The farming village
The farming village
It is 3.3 km far from Fira, next to Messaria. It was built on both sides of a gorge, which is about 5 km long.
According to Dr Dora Monioudi Gavala* the village was built in the center of a gulley, also point where two lesser gulleys meet. It belongs to the type of excavated settlements and developed along the branches of those channels spilling over in the area around. It appears in written sources and drawings at about the middle of 18th century and is present in Olivier’s depiction of Santorini in 1801.
The settlement is a combination of built and open spaces and structures both cut in the ground or built above it. The bottom of the valley was the main circulation axis. From it started narrow rising paths that led to dwellings placed higher. The English nobleman Theodore Bent who visited Santorini in 1883 wrote about Vothonas that “the bed of the torrent forms the street, on either side are lovely gardens, for in this sheltered spot everything flourishes…”. At the time Bent visited Santorini Vothonas knew a time of prosperity.
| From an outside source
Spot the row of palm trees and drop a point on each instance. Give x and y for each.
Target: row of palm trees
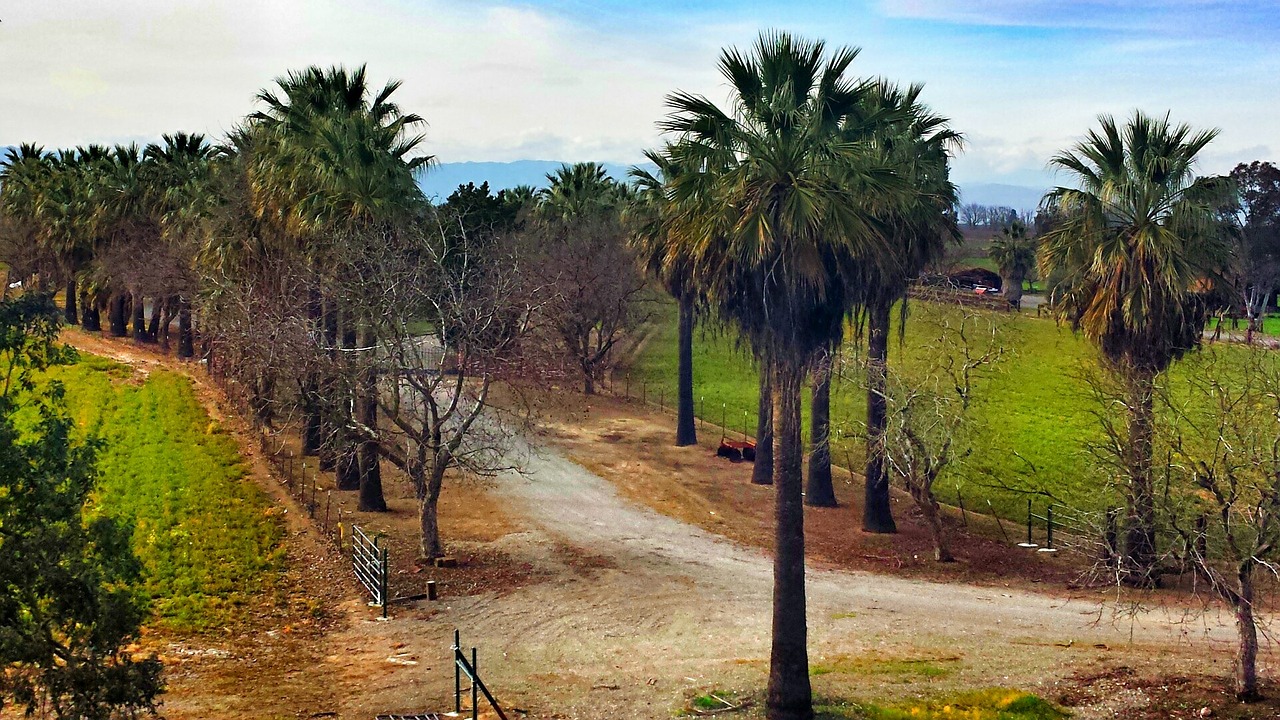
(818, 197)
During the last decades of the 19th century, this prosperity left its mark on the built-up space giving it impressive facades with pillars, high ceilings and ample space in excavated structures, grandiose entrances.
The easier way to find the old village of Vothonas is to drive the so called “Potamos” which starts from the road that leads to Kamari, on the opposite side of the tavern “Kritikos”. You will first see on your left the white chapel of St. Prokopios and further down the old buildings carved on the walls of the gorge, forming impressive sets. On your right, further down this narrow and spiral road full of caves and carved-in buildings you will see the houses of the village some of which have been renovated.
In Vothonas you will notice several churches, but the most impressive one lies outside the settlement. It is the rock hewn church of Panagia Trypa (Virgin Mary in the Hole), or Panagia Sergena, celebrated every year on the 2nd of February. This remote church was used by locals as refuge during the Turkish rule. At the time, they used to climb up there using a wooden ladder, which was pulled up afterwards to prevent access by their enemies. Panagia Trypa (Virgin Mary in the Hole) must have gotten its name from the small window. On the outside it looks like a one meter wide hole, from which a helical path dug in the volcanic rock reaches the interior.
To get to the church on foot you will turn left, opposite from the church of Panagia in the center of Vothonas where “Potamos” ends. After passing some more houses, the road ends and you will continue on foot following a gravel path. Walk on the right following a distinct path between the volcanic rocks, and in 5 minutes you will face a plateau and the impressive church of Sergena. It is one of the most beautiful places on the island and you will enjoy the tranquility and privacy.